The Virginia Department of Education doesn't and hasn't had a required reading list. Such decisions are the purview of local school districts. A minority of local school districts in the state specify a required reading list, but mostly these decisions are made at the school or individual teacher level.


[flagged]


You drew a heavily incomplete model, specified just a detail ("free flow of information is in a way more effective"), and proposed an only marginally relevant question pivoting on a very loose interpretation of its key discriminator ("«win»").

If you just reason on abstractions you describe a dream, not a world.


Then add a detail if you think it's important. Be my guest.


That would be a game of group sculpting some condensed material structure out of fog.

How can you add «detail[s]» when the original idea is, as I tried to communicate, so undefined?

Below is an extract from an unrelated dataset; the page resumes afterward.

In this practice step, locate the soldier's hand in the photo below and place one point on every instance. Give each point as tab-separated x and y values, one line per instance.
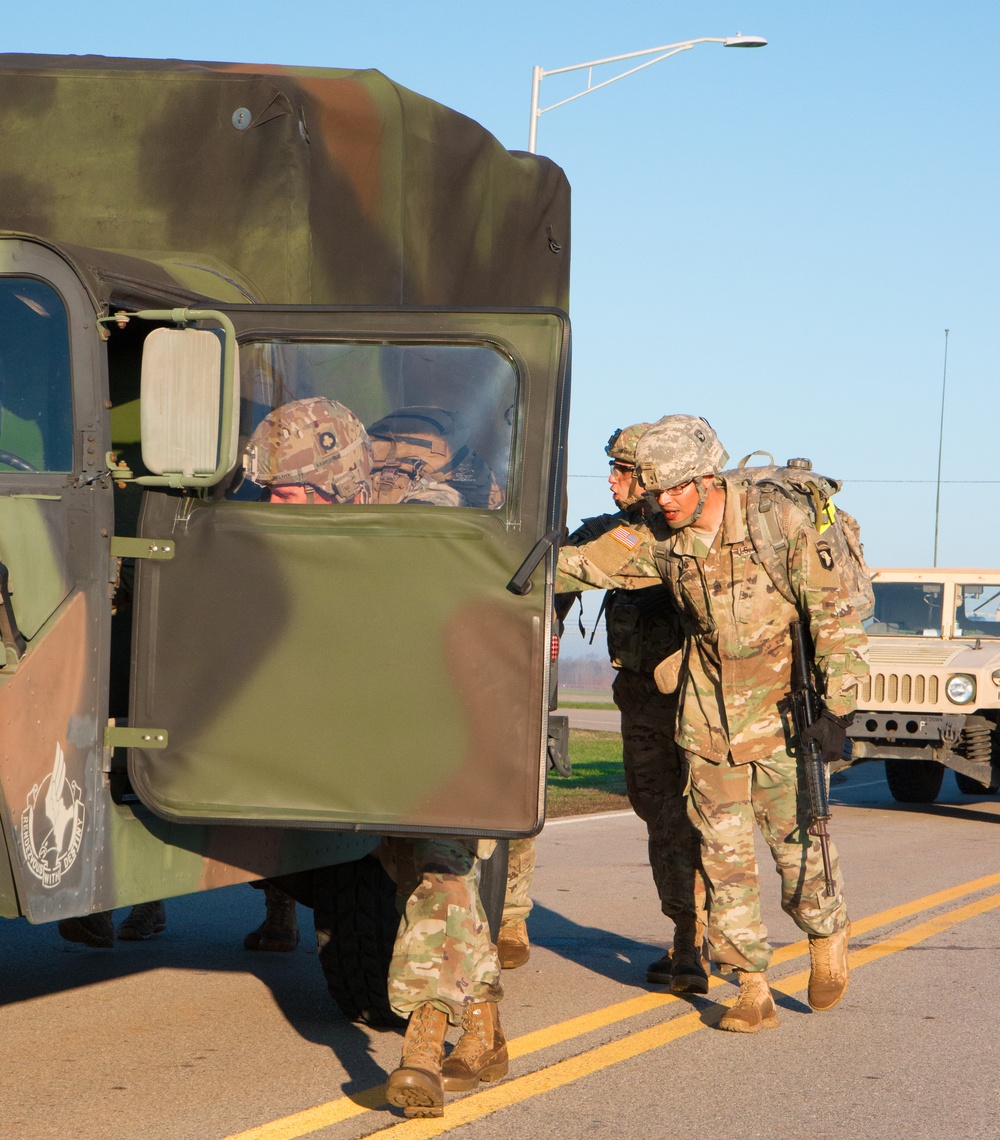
828	733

You should better define your premises and question. The idea is either clear to the proposer but not sufficiently expressed, or not clear enough so requiring further work for re-expression.


people gotta eat


There are plenty of ways to eat that don't require smothering the world's communication like a modern day Sauron.


Really? Enlighten us how journalists can live without charging for their work (or running large amounts of invasive ads).


I'm sure that you're equipped with at least a minimal imagination. No doubt you can think up a few obvious ones as easily as me.